The five permanent members of the U.N. Security Council and Germany agreed Tuesday to impose new sanctions on Iran over its suspect nuclear program, yet the measures appeared to fall short of what the Bush administration had wanted.
After months of diplomatic bickering and U.S. pressure, Washington and its European allies overcame strong Chinese and Russian resistance to a third U.N. sanctions resolution and they all approved a draft that expands and strengthens the penalties that were in the two earlier ones.
The draft was presented as a sign of international resolve that Iran should not be allowed to develop nuclear weapons and unity on the need to press the country into suspending its uranium enrichment that can produce material needed to make the bomb.
But the document, hailed by U.S. officials as a victory for the Bush administration's tough line on Iran, was not released. And participants in the two-hour negotiating session that produced it here pointedly refused to discuss details.
In addition, the foreign ministers of the six nations represented - Britain, China, France, Russia, the United States and Germany - canceled a planned news conference and left it to the host of the meeting, German Foreign Minister Frank-Walter Steinmeier, to announce the result.
"We are united in the assessment that nuclear armament of Iran would have dramatic consequences for the Middle East and even beyond," he said. "So we are and remain agreed that we must and will continue to work ... to ensure that it does not happen."
Secretary of State Condoleezza Rice and Russian Foreign Minister Sergey Lavrov, who have had bitter disagreements over Iran, looked on impassively as the German foreign minister announced agreement on the draft.
The group had entered the Berlin meeting divided on four distinct issues, but after heated discussions - primarily between Rice and Lavrov - managed to reach agreement, U.S. officials said. They would not identify the points of contention.
U.S. and European diplomats said the draft, to be presented to the other members of the Security Council in the coming days, bolsters existing sanctions, notably asset freezes and travel bans on Iranian officials. But they disagreed on whether it contains new measures.
A senior U.S. official insisted that the resolution does have "new elements," but declined to elaborate on what they were, while a European official said the draft does not feature additional economic sanctions.
"This resolution builds on the last two resolutions," the U.S. official said on condition of anonymity due to the sensitivity of the matter. "It increases the severity of the sanctions and it expands the sanctions in some of the categories."
The official referred specifically to travel bans and asset freezes but also said the draft "has some new elements that will be unveiled in New York." It was not immediately clear what those would be or how the comment could be reconciled with that of the European diplomat.
The U.S. has been pushing for sweeping new sanctions, mirroring unilateral measures it imposed last year on select Iranian banks and elements of Iran's military. But Russia and China, which along with some European nations have significant investments in Iran, had balked.
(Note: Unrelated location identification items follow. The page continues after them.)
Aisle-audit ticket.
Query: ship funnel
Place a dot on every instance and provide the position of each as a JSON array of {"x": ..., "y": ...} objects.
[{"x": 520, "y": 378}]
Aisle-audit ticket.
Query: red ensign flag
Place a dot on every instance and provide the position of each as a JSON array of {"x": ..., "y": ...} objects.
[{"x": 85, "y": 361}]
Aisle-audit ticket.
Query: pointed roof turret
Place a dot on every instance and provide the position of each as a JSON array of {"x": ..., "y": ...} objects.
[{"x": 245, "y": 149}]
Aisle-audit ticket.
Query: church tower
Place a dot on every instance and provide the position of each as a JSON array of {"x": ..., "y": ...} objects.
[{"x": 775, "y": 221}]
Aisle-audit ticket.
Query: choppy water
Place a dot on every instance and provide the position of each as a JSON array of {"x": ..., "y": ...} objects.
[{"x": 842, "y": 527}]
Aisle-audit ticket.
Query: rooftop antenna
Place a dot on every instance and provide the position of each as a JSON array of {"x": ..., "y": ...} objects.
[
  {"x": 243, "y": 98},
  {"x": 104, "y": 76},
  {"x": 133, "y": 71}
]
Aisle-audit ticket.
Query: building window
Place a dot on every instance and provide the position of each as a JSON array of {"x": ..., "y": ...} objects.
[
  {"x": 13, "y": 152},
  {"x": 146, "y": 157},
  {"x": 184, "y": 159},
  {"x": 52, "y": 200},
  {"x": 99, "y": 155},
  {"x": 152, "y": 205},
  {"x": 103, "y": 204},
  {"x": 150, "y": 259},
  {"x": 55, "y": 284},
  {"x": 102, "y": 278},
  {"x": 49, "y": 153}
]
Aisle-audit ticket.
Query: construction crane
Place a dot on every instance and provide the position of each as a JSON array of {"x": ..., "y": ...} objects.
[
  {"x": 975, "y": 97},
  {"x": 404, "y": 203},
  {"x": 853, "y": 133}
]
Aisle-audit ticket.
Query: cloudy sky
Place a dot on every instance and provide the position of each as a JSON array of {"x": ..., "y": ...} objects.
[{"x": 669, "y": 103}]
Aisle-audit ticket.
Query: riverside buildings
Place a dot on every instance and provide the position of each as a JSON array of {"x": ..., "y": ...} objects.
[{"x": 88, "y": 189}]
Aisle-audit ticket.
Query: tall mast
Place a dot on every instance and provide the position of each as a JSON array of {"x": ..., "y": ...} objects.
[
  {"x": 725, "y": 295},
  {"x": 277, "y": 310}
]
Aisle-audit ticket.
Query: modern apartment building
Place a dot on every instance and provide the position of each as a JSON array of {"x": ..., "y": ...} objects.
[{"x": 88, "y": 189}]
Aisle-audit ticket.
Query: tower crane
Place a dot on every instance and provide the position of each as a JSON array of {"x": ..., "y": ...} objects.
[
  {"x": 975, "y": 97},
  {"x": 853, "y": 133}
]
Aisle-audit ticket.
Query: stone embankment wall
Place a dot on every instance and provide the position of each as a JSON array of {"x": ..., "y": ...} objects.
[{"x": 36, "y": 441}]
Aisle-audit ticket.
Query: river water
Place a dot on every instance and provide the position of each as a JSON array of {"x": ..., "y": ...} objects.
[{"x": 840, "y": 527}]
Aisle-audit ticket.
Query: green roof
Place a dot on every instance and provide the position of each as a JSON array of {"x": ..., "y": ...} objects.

U.S. and European officials said that all participants would vote in favor of the resolution, indicating that the Russians and Chinese may have succeeded in pressing their objections to the wide-ranging sanctions sought by Washington.
The ministers had last met in September and agreed to proceed with a new resolution within two months. But after the release of a new U.S. intelligence report in December that determined Iran had halted its nuclear weapons program in 2003, that initiative seemed to have faltered.
U.S. officials said Tuesday's agreement was a sign that the National Intelligence Estimate findings, which came as a surprise to many, had not dampened international concern about Iran.
In his statement, Steinmeier stressed that all six nations stood behind the two-pronged carrot and stick approach to Iran, which offers Tehran incentives if it suspends uranium enrichment or further sanctions if it refuses.
However, Iran has remained defiant, insisting it has never had a nuclear weapons program and saying its work is for peaceful purposes such as energy production.
Iranian Foreign Minister Manouchehr Mottaki said Tuesday that his country opposed the spread of weapons of mass destruction and voiced confidence about Iran's cooperation with the U.N. atomic watchdog.